Replied by: RKALC Admin | Date: 2/1/2025 11:41:38 PM

further quetstion by the user

Why changed the width of applied load to 875mm instead column is 600x600 for this example?
In the example you have shown in guide online has 420mm width of strut? why 1000mm width of pile cap is not used?

further clarification by RKALC:
the width of applied load is not changed, remained as in the example you mentioned. at 875 mm.
With regards to the column width of 600, this is a question to the example writer. He might have reduced the width of the node to claim development length past the node. In real life the width of the wall should extend past the column a bit, not flush.
In all cases the main question you might ask about this example is that why did the writer reduce the node on both sides of the column not only on the outer edge?
More generally, reducing the width of the node by some 10 mm won't make tahd difference, you would also design for some utilisation in reo as well as the stresses.
As I mentioned in the previous message, the example you qouted includes several problems, i only tried to tweak the input to get the angle and lengths matching.
In RKALC we have allowed for 50 mm reduction of the span on each side for covers and the like.
You as a user can make all of these judgements in sizing the nodes or span or width of applied load or effective depth etc..this is the whole point of iterating that would take forever if you are doing this manually.

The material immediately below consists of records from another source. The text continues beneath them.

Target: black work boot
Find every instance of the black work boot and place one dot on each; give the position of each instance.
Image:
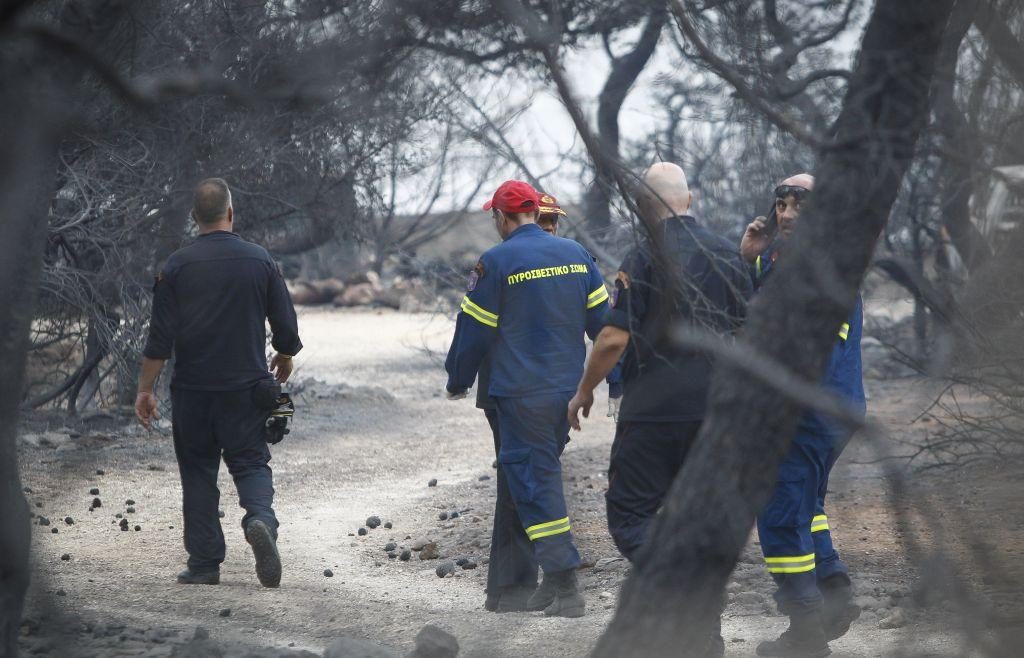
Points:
(265, 551)
(838, 611)
(543, 596)
(189, 577)
(804, 639)
(568, 602)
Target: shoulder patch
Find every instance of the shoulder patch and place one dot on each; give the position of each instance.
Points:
(475, 276)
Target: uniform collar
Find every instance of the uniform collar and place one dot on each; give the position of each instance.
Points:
(219, 232)
(525, 229)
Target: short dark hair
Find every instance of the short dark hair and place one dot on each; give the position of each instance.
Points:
(211, 201)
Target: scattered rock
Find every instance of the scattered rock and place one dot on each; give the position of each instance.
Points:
(432, 642)
(354, 648)
(895, 620)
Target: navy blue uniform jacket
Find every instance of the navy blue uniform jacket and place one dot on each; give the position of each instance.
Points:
(530, 299)
(211, 303)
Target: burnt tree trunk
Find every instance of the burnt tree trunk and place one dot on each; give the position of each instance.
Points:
(625, 72)
(676, 588)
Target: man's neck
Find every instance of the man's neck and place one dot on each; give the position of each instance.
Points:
(213, 228)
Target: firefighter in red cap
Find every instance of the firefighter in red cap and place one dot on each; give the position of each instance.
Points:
(529, 302)
(512, 570)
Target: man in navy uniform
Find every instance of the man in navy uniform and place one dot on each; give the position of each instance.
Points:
(512, 569)
(529, 302)
(211, 303)
(814, 588)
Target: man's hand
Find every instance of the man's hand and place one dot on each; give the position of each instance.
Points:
(282, 366)
(756, 239)
(456, 395)
(582, 400)
(613, 403)
(145, 408)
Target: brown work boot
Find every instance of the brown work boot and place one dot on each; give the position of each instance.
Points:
(804, 639)
(568, 602)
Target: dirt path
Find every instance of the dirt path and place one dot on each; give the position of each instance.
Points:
(369, 447)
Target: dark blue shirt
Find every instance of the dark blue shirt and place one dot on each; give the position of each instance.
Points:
(210, 307)
(530, 301)
(843, 375)
(709, 291)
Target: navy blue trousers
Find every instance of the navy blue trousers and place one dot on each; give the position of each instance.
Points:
(512, 563)
(645, 459)
(793, 527)
(208, 426)
(532, 431)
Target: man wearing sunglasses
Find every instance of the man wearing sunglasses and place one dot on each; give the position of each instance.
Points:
(529, 302)
(814, 588)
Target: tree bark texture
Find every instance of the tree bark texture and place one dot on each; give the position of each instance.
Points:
(676, 588)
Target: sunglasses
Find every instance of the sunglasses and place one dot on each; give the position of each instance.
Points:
(791, 190)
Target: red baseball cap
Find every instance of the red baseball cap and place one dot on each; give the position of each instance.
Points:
(514, 196)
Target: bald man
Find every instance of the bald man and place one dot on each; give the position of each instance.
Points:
(665, 388)
(814, 588)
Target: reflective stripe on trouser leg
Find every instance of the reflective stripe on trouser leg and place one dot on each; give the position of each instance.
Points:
(532, 434)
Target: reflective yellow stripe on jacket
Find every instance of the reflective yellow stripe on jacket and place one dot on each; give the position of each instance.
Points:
(597, 297)
(478, 313)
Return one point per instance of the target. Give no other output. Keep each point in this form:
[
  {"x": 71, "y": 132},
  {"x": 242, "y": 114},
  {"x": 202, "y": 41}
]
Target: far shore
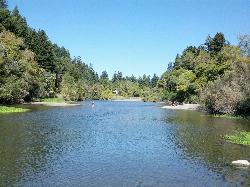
[
  {"x": 54, "y": 103},
  {"x": 127, "y": 99},
  {"x": 183, "y": 107}
]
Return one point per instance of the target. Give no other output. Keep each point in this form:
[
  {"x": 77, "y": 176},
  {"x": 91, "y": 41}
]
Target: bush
[{"x": 230, "y": 93}]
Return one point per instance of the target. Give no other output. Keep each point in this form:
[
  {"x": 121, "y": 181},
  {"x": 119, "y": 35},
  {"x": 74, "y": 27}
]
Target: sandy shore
[
  {"x": 54, "y": 104},
  {"x": 183, "y": 107}
]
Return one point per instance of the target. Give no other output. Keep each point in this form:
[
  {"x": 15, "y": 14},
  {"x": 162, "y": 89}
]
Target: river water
[{"x": 119, "y": 144}]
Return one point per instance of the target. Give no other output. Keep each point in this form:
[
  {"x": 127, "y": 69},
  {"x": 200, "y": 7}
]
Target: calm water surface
[{"x": 119, "y": 144}]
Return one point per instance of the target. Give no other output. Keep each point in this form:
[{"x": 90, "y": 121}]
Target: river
[{"x": 119, "y": 144}]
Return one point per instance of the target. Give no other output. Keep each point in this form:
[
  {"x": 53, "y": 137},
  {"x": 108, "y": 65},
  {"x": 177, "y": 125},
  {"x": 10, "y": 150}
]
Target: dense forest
[
  {"x": 215, "y": 74},
  {"x": 33, "y": 68}
]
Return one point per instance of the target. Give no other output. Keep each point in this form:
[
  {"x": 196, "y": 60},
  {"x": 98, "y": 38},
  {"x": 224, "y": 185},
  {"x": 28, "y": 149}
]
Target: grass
[
  {"x": 242, "y": 138},
  {"x": 53, "y": 100},
  {"x": 6, "y": 110}
]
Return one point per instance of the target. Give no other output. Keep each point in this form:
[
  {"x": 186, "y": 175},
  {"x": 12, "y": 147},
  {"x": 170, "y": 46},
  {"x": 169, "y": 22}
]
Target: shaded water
[{"x": 119, "y": 144}]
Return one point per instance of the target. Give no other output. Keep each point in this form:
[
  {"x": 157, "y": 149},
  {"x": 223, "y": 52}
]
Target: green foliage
[
  {"x": 230, "y": 93},
  {"x": 242, "y": 138},
  {"x": 69, "y": 88},
  {"x": 179, "y": 84},
  {"x": 54, "y": 100},
  {"x": 17, "y": 68},
  {"x": 5, "y": 110}
]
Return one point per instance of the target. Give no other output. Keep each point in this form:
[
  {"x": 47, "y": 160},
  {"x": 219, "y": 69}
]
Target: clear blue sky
[{"x": 134, "y": 36}]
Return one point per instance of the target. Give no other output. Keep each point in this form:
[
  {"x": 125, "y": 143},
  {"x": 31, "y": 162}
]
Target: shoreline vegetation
[
  {"x": 241, "y": 138},
  {"x": 8, "y": 109},
  {"x": 215, "y": 74}
]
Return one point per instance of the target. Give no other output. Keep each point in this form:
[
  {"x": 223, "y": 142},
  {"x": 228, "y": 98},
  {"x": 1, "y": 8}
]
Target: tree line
[
  {"x": 33, "y": 68},
  {"x": 215, "y": 74}
]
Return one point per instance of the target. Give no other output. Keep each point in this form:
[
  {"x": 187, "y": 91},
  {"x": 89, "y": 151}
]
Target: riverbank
[
  {"x": 132, "y": 99},
  {"x": 183, "y": 107},
  {"x": 7, "y": 110},
  {"x": 54, "y": 103}
]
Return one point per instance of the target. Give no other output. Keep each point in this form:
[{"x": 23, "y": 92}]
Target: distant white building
[{"x": 115, "y": 92}]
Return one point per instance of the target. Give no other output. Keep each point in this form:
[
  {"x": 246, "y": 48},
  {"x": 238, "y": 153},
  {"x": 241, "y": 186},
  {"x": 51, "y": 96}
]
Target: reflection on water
[{"x": 119, "y": 144}]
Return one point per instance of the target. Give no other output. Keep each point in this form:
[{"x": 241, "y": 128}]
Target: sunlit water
[{"x": 119, "y": 144}]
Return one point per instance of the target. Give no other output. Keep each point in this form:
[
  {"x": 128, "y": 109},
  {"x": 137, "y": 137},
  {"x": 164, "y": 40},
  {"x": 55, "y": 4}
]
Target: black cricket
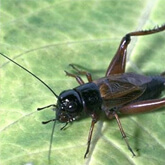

In the website example, the width of the wall was reduced to 420 because the support is a 600 dia pile, converted to a 420x420 sq.mm area. In other words the depth into the page is made smaller than the wall's. This is a bit of conservatism and simplification to work out the strut check whcih is having a bottleneck at the node.

This software is specifically developed for someone like you who can verify and challenge the output via research and cross checking. Thank you for all of the queries.


final comment by the user: Thanks you for in depth clarification. Really appreciated your assistance. This was interesting as NZS and AS also specifies to do STM rather than rational simplied formular method of designing RC elements. STM is now mandatory as well as FEM.

Replied by: RKALC Admin | Date: 2/1/2025 11:42:12 PM

final comment by the user:

Thanks you for in depth clarification.
Really appreciated your assistance. This was interesting as NZS and AS also specifies to do STM rather than rational simplied formular method of designing RC elements. STM is now mandatory as well as FEM.